Today Disney•Pixar’s Coco makes its debut in U.S. theaters. The film has already become the highest-grossing film of all time in Mexico, earning 965M pesos since its October 27 release, surpassing the 827M pesos earned by The Avengers during its entire run.
Coco tells a story rich with universal themes surrounding family and following your dreams, but the film also boasts dazzling animation and innovative visual effects that transport audiences, along with young protagonist Miguel, from the Land of the Living to the Land of the Dead.
The two worlds are connected by a stunning bridge of marigold petals, that, director Lee Unkrich explains, was inspired by the Coco filmmakers’ research trips to Mexico. “When we were invited to take part in Día de Muertos in Mexico,” says Unkrich, “we saw paths made of marigold petals that started out in the streets and ended at ofrendas—altars with family pictures, favorite foods and special objects. We learned that it was all done to help guide the spirit of a family’s loved one home.”

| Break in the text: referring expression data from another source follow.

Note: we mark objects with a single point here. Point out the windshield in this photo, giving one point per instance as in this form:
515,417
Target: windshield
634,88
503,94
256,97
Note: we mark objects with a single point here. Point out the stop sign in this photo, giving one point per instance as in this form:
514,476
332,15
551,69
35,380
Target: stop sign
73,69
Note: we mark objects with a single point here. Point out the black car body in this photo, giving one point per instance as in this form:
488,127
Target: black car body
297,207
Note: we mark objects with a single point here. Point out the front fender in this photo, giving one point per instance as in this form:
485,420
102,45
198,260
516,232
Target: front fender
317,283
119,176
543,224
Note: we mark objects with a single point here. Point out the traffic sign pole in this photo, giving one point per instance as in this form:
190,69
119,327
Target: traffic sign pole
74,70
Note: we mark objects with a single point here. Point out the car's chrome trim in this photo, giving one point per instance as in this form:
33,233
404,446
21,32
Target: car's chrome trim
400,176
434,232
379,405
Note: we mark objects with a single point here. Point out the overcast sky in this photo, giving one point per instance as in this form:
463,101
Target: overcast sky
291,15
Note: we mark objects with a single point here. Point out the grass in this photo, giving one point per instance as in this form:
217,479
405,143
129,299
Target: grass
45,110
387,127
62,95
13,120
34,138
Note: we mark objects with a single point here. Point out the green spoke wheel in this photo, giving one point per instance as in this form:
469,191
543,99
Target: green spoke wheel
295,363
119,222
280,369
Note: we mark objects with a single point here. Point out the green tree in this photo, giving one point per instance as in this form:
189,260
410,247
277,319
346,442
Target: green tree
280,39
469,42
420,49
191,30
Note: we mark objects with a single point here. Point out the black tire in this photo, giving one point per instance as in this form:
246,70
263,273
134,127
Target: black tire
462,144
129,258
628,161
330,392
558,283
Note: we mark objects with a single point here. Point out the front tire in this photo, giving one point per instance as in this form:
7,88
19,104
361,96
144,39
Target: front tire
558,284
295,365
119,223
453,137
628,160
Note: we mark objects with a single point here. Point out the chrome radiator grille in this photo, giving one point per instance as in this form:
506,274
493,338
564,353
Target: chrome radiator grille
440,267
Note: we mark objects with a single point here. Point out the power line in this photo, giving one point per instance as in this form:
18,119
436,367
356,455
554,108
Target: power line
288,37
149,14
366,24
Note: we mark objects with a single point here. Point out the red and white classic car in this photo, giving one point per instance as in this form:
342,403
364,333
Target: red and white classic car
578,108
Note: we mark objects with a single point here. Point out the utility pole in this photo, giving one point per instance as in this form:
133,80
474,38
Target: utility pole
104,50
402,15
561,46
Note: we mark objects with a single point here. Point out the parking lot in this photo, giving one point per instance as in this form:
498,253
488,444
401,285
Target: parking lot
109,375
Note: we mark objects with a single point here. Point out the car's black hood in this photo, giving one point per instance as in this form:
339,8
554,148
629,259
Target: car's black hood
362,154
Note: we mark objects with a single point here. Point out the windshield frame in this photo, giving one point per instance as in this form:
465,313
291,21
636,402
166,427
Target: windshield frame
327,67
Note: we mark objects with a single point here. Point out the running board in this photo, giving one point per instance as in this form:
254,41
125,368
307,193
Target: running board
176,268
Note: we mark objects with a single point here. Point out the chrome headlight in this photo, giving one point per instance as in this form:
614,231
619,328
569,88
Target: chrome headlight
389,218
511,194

With a shape that recalls ancient aqueducts still found in Mexico and a brilliant orange color intended to symbolize family connection, the marigold bridge is brought to life using the latest animation technology. The marigold petals are actually light sources, says Danielle Feinberg, director of photography for lighting. “We have a new kind of light called a particle light that can have many, many points on it,” she says. “Our special effects team gave us a way that we can automatically know which petals a person is stepping on as they cross the bridge and control the glow the petals emit creating little spots of light as someone walks through.”

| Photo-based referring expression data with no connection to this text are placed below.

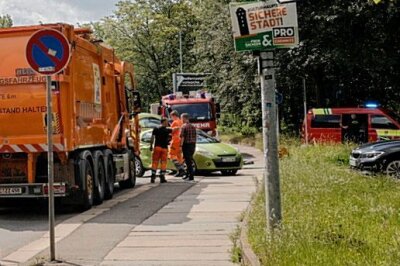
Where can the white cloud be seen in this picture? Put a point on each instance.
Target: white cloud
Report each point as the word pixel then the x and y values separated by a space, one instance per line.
pixel 29 12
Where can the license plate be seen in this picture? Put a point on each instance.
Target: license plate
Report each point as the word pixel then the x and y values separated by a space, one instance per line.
pixel 229 159
pixel 10 190
pixel 353 162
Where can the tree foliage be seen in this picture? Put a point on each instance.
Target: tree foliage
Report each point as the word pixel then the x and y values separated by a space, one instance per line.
pixel 349 53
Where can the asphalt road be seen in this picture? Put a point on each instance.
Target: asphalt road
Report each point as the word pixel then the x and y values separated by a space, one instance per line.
pixel 22 222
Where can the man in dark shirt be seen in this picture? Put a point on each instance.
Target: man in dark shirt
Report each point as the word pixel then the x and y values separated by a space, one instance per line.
pixel 160 138
pixel 188 143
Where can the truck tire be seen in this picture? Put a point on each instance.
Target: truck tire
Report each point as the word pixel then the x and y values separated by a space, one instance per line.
pixel 110 175
pixel 99 177
pixel 131 181
pixel 88 191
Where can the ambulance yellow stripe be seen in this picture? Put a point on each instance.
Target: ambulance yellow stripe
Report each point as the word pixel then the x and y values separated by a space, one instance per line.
pixel 322 111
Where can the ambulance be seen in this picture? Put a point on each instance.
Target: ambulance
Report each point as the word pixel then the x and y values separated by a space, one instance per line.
pixel 337 125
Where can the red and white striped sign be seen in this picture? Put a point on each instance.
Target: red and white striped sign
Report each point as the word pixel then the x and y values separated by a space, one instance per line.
pixel 29 148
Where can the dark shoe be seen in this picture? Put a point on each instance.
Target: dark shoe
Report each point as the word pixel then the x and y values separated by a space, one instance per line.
pixel 162 179
pixel 180 173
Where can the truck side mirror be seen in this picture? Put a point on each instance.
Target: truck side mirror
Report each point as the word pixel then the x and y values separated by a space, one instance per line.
pixel 137 102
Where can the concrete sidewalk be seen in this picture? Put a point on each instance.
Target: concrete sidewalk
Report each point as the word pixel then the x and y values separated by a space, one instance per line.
pixel 195 228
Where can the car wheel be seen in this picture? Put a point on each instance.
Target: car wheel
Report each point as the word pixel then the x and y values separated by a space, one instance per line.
pixel 229 172
pixel 139 167
pixel 393 169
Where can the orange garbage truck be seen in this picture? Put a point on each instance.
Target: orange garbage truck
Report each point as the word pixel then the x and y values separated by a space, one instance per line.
pixel 94 98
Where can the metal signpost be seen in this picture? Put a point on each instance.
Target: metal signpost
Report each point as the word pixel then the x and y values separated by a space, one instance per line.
pixel 263 27
pixel 48 53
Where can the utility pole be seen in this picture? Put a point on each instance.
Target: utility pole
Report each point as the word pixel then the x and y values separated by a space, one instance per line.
pixel 180 50
pixel 270 136
pixel 50 171
pixel 305 111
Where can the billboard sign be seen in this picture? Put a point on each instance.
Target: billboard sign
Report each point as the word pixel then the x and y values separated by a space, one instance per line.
pixel 186 82
pixel 266 25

The team wanted the bridge to feel as though it were alive: The characters kick up marigold petals as they walk through them, while the outer portion of the bridge features petals that rain down. The effect is made possible with a set of lights and shading signals that pulse on and off throughout the bridge. Effects supervisor Michael K. O’Brien and his team also included a trough of petals in the characters’ paths as they walk across the bridge to make it realistically appear that the petals have been displaced. “And then we track a light that sits underneath the petals that adds the glow as a character steps down,” O’Brien explains.
In visualizing the Land of the Dead, Feinberg says the challenge to the team was to “make this world something fantastical that no one’s ever seen.” The land, inspired in part by the hilly Mexican town of Guanajuato located northwest of Mexico City, towers high above the ground. It is always nighttime in the Land of Dead, necessitating a staggering number of light sources to illuminate a scene that includes street lights, lights for the plazas, architectural lighting on bigger buildings, blue lights along the trolley tracks, pinlights that outline the edges of many buildings, headlights on the moving vehicles, lights on the construction cranes and much more.
“We’ve never had a shot with 7 million lights in it before,” Feinberg, told Disney twenty-three, the quarterly publication of D23: The Official Disney Fan Club. New software allowed the filmmakers to group the lights, which would previously have had to be placed and adjusted individually by a technician. “We figured out a way to introduce a single light—but give it a million points,” says supervising technical director David Ryu. “The renderer sees it as one light, but we see a million lights.”
Though Coco’s story emphasizes the importance of remembering the people who have come before us, it is fitting that the film has been brought to life via new techniques and software. “We really wanted to explore the family bonds that tie us to the generations that came before us,” Unkrich notes. “This story is about celebrating our past—even as we look to the future.”